Using the SAP Precision Retail solution, STM performs granular segmentation of customer data, and then combines behavioral information with real-time geolocation data to send real-time, individually targeted offers that are contextually relevant.


“If you’re walking past a coffee shop and get a special offer for coffee, you’ll probably take it,” Bourbonnière said. “Or riders on their way home from work thinking about what they’ll make for dinner that night will get a discount at a local supermarket.”

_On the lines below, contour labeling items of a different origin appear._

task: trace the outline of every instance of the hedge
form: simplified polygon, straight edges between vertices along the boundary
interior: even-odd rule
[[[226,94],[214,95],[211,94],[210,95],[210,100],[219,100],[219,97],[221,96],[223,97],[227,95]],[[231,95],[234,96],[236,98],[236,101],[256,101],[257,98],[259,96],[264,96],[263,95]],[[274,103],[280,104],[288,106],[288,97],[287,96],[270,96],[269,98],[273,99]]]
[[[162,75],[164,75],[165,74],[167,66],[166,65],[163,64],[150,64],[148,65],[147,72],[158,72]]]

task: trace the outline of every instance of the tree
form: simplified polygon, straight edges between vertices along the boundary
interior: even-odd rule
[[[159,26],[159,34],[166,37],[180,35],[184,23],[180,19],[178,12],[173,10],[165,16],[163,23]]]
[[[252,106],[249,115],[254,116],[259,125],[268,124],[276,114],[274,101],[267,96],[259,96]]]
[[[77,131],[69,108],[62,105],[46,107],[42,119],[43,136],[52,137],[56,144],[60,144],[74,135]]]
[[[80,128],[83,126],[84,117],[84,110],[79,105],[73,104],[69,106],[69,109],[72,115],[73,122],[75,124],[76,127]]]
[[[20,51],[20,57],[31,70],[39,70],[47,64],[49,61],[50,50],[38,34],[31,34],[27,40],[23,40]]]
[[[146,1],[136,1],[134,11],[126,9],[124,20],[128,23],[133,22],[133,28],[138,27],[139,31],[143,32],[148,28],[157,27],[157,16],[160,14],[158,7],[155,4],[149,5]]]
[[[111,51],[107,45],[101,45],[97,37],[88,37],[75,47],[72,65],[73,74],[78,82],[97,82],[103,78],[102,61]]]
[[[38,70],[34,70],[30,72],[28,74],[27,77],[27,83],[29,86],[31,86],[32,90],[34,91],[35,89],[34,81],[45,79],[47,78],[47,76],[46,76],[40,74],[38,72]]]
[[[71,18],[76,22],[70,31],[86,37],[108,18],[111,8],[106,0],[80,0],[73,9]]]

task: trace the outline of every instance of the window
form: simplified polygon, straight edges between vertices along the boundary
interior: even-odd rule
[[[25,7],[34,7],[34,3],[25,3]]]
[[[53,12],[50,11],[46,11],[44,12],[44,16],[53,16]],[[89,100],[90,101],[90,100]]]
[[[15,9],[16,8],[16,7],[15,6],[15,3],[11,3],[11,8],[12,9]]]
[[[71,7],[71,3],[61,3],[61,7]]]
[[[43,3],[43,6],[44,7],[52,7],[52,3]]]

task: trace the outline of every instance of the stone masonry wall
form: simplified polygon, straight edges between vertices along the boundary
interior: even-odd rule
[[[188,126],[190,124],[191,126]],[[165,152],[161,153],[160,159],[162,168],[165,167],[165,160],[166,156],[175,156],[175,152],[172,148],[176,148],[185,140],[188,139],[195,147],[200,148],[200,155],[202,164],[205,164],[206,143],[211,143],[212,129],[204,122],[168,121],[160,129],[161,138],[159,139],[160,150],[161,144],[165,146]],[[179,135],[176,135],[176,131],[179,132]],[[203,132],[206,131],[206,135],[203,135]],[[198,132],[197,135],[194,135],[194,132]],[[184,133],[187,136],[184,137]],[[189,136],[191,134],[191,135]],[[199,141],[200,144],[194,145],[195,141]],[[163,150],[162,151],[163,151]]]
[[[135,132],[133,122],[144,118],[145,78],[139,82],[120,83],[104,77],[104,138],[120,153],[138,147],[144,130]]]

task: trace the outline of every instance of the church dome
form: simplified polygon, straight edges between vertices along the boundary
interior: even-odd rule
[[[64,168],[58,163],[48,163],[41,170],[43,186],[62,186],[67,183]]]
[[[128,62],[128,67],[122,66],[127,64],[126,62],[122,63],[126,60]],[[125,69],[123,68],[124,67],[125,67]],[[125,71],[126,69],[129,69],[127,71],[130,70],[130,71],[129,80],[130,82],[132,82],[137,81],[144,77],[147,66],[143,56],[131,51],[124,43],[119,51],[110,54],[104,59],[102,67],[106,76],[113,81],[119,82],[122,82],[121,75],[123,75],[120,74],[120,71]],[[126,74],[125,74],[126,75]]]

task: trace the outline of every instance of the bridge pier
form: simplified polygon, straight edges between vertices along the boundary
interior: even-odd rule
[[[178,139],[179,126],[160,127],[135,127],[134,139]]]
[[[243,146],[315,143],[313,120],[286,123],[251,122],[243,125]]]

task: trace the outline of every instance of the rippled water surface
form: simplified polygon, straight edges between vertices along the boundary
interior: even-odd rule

Results to date indicate that by leveraging leading-edge mobile, behavioral analysis, geolocation, and real-time communication technologies, STM has achieved disruptive results both for itself and its retail partners through this pilot.


So Far, So (Very) Good


“We were the No. 1 app in the Canadian App Store the first few weeks of the pilot,” Bourbonnière recounted. “We have sent 3.7 million offers in batches of 10, and the top 10 had a 67% click-through rate and a 64% validation rate. One-in-three offers had a 10% click-through rate, compared with the typical 1% to 2% click-through rate for that type of offer.”


Other results include 24% of pilot participants increasing their usage of public transportation, 57% discovering new destinations and 47% taking a friend along for at least one discounted offer. Results for retailers have been profitable enough that 10 large and 100 small retailers have agreed to start paying for inclusion in the app as STM expands the pilot into a rollout to 250,000 riders.


“We hope to have 250,000 members in the next 18 months and generate $4 million in fare revenue and $6 million in non-fare revenue [mostly from participating retailers] in the next three years,” Bourbonnière said. “We also plan to launch an Android app. We’re putting the right offer in the right time and place.”